I have very rarely seen a Rolls Royce , seen a child smacked in the streets, 
everone says good morning, smiles with the passion as if they know you, the sun shines like the people, even if you had a Rolls Royce, my neighbours would help you push it to get it started, if this is not a reason to stay in this wonderful country then please do tell, kind words spoken only


----------



## mrforja (Apr 3, 2011)

Algarve said:


> I know the forum does not like opinion that is self indulgent, But I would like all to think back, Why did we move here??? Better weather,?? Cost of Living,?? Or living the Dream??. Remember the odd day in the shopping queue you have 9 items in a 8 item isle , your hedge is over hanging my space, why are you looking at my child that way, your car is better than mine.
> I have very rarely seen a Rolls Royce , seen a child smacked in the streets,
> everone says good morning, smiles with the passion as if they know you, the sun shines like the people, even if you had a Rolls Royce, my neighbours would help you push it to get it started, if this is not a reason to stay in this wonderful country then please do tell, kind words spoken only


So we are a country full of hedge growing, want to be Rolls Royce owners, child lurking smackers and shop queuing criminals what a load of tosh.:nono::nono:


----------



## Algarve (Mar 30, 2011)

*When you move to Portugal,*



mrforja said:


> So we are a country full of hedge growing, want to be Rolls Royce owners, child lurking smackers and shop queuing criminals what a load of tosh.:nono::nono:


when you move to Portugal, you will feel the warmth given from the people and every one says hello good morning, No we dont plant 12 foot hedges, never said anything about Criminals, thats your quote, when was the last time you see a teenager shake hands , everyday in Portugal I see it, Family values, Traditions, and Manners, this is why I love the country, not getting into a slagging match, if a Moderator is at hand can you please remove this thread as it looks like it will just cause trouble, many thanks, and Happy Easter


----------



## PETERFC (Apr 3, 2009)

*Reply*

[QUOTE When was the last time you see a teenager shake hands , everyday in Portugal I see it, Family values, Traditions, and Manners, this is why I love the country,[/QUOTE]

Hi Algarve 

I disagree about taking the post down. The comments above are how i have found my time in Central Portugal. 

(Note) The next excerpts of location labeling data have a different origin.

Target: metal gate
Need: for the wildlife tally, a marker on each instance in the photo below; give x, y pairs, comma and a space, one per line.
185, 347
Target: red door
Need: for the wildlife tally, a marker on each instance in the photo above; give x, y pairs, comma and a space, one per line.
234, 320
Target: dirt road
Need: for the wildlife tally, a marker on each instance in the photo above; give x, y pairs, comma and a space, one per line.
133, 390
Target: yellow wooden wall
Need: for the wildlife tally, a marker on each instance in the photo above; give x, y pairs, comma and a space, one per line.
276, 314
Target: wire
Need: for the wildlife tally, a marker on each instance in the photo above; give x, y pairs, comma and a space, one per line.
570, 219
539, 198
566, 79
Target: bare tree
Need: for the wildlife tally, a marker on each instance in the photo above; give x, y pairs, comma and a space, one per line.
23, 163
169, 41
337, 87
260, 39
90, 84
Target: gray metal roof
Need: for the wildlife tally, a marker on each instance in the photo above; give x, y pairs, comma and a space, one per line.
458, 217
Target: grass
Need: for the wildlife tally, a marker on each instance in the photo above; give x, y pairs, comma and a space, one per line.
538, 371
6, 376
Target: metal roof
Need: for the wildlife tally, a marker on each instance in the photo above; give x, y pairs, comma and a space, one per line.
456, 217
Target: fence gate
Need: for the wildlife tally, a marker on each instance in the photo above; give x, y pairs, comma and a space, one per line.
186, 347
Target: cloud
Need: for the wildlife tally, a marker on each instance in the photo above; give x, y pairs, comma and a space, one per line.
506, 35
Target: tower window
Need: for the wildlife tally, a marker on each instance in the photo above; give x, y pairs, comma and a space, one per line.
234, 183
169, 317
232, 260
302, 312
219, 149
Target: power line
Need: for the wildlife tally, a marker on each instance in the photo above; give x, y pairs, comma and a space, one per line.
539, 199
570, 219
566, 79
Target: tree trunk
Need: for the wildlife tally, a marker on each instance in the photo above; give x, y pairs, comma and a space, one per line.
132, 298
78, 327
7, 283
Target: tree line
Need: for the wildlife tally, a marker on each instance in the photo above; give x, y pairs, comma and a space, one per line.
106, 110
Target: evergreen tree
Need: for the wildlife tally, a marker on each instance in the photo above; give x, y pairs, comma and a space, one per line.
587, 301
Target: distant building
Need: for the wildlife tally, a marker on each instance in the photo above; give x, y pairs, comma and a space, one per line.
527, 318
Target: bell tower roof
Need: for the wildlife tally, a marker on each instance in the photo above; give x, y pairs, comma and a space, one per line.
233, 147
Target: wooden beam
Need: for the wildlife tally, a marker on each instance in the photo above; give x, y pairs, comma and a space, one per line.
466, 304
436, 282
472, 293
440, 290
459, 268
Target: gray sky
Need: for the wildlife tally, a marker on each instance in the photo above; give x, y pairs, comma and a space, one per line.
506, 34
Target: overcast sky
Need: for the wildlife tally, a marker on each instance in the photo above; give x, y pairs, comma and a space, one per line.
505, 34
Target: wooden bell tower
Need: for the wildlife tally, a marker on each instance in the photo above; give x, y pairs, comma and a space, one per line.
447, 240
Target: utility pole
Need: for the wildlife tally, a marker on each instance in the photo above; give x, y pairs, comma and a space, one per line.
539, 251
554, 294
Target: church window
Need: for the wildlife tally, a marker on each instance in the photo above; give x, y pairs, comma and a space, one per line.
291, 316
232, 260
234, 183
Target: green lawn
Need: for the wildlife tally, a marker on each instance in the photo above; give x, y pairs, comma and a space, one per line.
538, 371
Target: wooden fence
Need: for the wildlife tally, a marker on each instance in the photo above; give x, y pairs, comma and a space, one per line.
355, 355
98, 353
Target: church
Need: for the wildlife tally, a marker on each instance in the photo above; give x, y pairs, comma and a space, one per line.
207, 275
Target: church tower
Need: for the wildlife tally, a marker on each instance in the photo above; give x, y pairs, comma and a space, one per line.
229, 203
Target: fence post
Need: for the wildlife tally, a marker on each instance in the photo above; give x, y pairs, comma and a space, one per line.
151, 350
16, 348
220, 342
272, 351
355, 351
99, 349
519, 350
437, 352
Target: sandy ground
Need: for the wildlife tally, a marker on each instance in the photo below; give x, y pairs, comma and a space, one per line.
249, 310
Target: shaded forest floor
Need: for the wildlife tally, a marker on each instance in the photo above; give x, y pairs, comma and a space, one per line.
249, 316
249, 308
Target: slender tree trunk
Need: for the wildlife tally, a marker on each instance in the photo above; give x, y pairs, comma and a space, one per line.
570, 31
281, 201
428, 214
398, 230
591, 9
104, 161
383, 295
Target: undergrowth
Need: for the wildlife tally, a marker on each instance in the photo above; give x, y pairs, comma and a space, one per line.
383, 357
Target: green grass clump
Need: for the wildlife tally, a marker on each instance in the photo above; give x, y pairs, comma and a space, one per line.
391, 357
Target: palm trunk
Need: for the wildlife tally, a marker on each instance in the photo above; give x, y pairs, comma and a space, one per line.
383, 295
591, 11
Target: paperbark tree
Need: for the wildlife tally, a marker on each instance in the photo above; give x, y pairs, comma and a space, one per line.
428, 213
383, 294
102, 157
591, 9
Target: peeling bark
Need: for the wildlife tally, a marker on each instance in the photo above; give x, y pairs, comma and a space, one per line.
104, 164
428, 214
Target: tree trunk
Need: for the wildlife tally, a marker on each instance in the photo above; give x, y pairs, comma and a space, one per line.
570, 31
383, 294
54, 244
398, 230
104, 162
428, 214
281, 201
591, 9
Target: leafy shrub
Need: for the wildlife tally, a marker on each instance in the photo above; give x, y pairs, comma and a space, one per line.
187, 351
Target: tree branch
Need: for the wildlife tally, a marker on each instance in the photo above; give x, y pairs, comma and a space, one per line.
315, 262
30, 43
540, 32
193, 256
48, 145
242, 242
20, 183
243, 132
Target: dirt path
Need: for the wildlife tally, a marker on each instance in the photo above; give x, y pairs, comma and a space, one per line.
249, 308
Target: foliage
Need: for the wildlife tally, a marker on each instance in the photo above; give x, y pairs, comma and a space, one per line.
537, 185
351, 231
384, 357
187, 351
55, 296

I waited at the station in Coimbra to get the train to Serpins. At my side where to young lads 14/15 years of age, as the train doors opened the stood back so that i could get on the train. Now that is respect i am 62 years of age the where only youngsters yet i was allowed to get on the train before them. 

Leave the post and the Mods will take care of those who would wish to cause trouble. Or maybe move the Post to the Lounge as this is a members only place.

Peter.


----------



## Benny Dorm (Mar 24, 2010)

mrforja said:


> So we are a country full of hedge growing, want to be Rolls Royce owners, child lurking smackers and shop queuing criminals what a load of tosh.:nono::nono:


You hit the nail on the head mrforja:clap2:


----------